I am familiar with Hough transforms, the Fast Radial Transform and variants (e.g., GFRS), but these highlight circles, spheres, etc.

I need an image filter that will highlight the centroid of a series of spokes radiating from it, such as the center of a asterix or the spokes of a bicycle wheel (even if the round wheel is obscured. Does such a filter exist?

• What do you have in hand? Single object of interest or a complete scene? Binary thresholded image or a picture? If it is a binary image of a single shape, the answer would be extremely simple. – Cem Kalyoncu Oct 16 '18 at 8:47
• It would generally be an unthresholded image with a complex background.

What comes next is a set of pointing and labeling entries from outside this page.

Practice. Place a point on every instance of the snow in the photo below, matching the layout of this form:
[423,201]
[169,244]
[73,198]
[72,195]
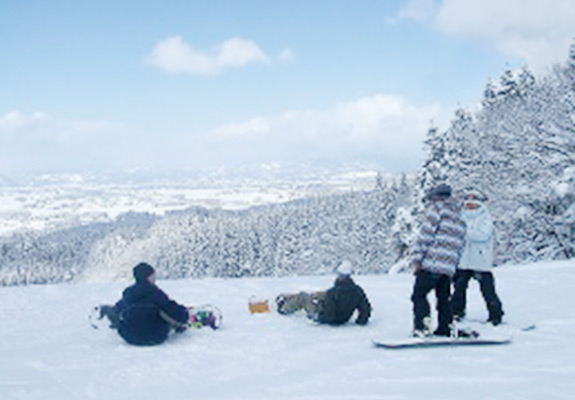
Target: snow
[51,202]
[49,351]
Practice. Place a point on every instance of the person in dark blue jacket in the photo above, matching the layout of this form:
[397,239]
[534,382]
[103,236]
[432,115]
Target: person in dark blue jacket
[145,315]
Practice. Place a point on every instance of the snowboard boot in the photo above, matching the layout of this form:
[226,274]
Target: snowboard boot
[425,331]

Another example would be a dandelion in grass. The edges on the grass lie in more or less random directions, while the dandelion leaves radiate out from a center. – Andrew Eisenhawer Oct 16 '18 at 23:37
• For the dandelion case, it is easy to segment out the broad part of the leaves, but the center area isn't similar. – Andrew Eisenhawer Oct 16 '18 at 23:39

The Hough Transform extended to orthogonal ellipses uses this model, accumulating on $$\theta$$ for all $$\{x, y\}$$ with parameter matrix

$$\begin{Bmatrix} c_x & c_y \\ r_x & r_y \end{Bmatrix}$$

where

$$1 = \dfrac {(x - c_x) \, \cos \theta} {r_x} + \dfrac {(y - c_y) \, \sin \theta} {r_y}$$

The question is looking to detect the normal lines, so any of the several algorithms for the above model can be modified to accumulate on $$r$$ for all $$\{x, y\}$$ with parameter matrix

$$\begin{Bmatrix} c_x & c_y \\ r_x & r_y \end{Bmatrix}$$

where

$$0 = \dfrac {x - c_x} {r_x} + \dfrac {y - c_y} {r_y}$$

Lines that intersect $$(c_x, c_y)$$ don't rely on $$r_x$$ or $$r_y$$. However, it may be useful to recognize that, if radially equally spaced, viewing the lines from a position other than one that projects into the plane of the lines at $$(c_x, c_y)$$ will present a line density that is a function of $$\arctan (r_x, r_y)$$.

• Yes, I soon realized that I can just modify the hough transform to remove the orthogonality (or rather, add another) before accumulation. I will post an update when I have a proof -of-concept coded. Thanks! – Andrew Eisenhawer Oct 22 '18 at 20:35

First step would be getting the object out of the scene. This bit is not trivial in your case, however, there are many methods to choose from. I suggest reading about watershed threshold algorithm.

Second part is easier. Once you have a single segmented object at hand, perform noise removal. Next step is to extract the contours. Find the center of gravity, transform coordinates to polar and represent these contours as a function which has the x axis as degrees and y axis as distance from the center. Take the Fourier transform of this function. If the shape is symmetrical, there will be few non-zero entries, and a large spike in the spectrum.